The principal of the creative firm responded with:

“While emotional connections are good, the best way to win a project is to demonstrate you can take away the pain and positively impact their bottom line.  In this case, they asked for specific tactics, but don’t have a strategy.  Our opportunity is to demonstrate a proven track record of defining effective strategies that deliver measurable business results.  There is a board involved, and the emotion is minimize their risk, mitigate their fear of failure and ‘make them look good’ which translates to business results.”

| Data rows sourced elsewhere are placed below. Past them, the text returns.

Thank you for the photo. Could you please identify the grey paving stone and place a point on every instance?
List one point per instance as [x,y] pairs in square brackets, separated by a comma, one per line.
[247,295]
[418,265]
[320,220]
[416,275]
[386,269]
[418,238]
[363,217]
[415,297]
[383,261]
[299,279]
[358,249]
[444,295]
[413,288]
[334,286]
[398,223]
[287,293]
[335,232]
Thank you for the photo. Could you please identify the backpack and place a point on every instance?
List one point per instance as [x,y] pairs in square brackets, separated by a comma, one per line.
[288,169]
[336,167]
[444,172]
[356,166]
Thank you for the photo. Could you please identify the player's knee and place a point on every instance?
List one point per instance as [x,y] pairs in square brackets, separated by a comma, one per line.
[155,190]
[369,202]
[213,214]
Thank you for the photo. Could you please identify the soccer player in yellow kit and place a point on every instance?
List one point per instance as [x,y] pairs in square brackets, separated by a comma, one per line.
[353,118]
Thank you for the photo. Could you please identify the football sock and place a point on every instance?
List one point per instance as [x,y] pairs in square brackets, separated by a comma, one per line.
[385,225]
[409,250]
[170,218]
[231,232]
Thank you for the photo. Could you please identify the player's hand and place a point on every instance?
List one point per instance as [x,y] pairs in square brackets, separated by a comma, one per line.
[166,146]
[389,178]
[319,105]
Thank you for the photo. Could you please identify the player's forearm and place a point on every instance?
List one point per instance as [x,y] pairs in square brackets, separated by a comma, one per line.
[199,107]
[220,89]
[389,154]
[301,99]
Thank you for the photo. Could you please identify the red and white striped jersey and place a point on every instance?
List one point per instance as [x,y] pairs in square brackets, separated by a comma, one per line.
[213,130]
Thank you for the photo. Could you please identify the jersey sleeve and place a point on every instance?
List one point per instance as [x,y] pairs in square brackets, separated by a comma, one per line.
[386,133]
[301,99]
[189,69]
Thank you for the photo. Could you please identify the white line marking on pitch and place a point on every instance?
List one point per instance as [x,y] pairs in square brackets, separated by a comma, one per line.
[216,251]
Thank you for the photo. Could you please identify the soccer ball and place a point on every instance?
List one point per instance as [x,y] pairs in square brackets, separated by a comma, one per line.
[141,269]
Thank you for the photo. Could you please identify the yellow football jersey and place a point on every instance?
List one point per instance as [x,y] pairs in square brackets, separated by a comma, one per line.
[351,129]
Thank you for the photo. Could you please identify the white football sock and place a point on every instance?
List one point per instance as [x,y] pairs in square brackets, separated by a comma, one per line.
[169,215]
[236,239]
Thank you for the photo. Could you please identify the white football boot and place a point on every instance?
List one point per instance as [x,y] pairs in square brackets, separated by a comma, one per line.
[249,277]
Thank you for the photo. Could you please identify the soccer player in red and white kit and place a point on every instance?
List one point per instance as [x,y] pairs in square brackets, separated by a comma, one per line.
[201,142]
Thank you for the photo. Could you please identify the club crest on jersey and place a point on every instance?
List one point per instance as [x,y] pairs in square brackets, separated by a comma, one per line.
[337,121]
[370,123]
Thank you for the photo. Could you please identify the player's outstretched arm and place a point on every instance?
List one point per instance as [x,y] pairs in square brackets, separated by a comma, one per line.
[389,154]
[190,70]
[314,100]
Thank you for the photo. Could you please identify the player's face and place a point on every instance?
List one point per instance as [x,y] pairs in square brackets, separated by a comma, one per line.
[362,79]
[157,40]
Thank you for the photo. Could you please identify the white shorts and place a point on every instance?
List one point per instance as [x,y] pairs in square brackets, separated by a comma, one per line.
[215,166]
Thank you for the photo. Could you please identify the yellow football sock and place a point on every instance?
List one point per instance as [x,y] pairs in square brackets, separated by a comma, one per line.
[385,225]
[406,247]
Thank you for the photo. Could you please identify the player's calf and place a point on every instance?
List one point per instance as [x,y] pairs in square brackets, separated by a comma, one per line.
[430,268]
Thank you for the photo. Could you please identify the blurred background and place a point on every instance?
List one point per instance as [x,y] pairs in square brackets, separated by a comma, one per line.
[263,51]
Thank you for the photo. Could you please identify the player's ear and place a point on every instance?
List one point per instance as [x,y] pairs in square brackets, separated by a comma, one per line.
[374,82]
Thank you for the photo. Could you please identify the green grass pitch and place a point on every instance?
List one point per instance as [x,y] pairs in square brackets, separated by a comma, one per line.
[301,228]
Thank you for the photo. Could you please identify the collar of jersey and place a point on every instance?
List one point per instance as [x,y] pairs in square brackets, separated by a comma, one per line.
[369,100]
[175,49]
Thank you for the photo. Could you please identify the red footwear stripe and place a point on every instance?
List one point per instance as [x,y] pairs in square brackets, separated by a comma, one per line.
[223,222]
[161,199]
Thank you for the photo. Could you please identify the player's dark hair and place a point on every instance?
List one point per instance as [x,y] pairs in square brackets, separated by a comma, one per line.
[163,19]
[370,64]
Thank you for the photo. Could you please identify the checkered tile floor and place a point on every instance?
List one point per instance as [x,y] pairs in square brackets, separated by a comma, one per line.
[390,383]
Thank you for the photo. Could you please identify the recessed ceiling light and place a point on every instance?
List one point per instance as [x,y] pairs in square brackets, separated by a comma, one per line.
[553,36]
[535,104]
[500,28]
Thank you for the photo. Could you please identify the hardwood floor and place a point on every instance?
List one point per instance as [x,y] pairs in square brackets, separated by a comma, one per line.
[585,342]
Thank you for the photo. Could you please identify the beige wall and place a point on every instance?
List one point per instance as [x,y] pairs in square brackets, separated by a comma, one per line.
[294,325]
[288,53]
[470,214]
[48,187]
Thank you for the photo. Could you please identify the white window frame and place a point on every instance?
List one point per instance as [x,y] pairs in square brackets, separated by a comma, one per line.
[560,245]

The creative agency principal was much more experienced on this type of work, so I deferred to her judgment.

A few weeks after we submitted the document, we received feedback on the prospect’s evaluation of our proposal.  The creative agency principal reported that the prospect team thought our “Creative was excellent, approach and strategy were very good, and the proposal was very well done!  However, the selected agency presented creative that positioned the [prospect] as the community focal point – the center of the community and that their imagery and positioning more directly aligned with the [prospect] teams perception of themselves and they felt there was a better match.”

Although we had presented a solid proposal based on the creative agency’s track record of success, had we listened to my intuition and added that additional element addressing the prospect team’s desire to be the economic center of the region, I’m confident we would’ve won the contract.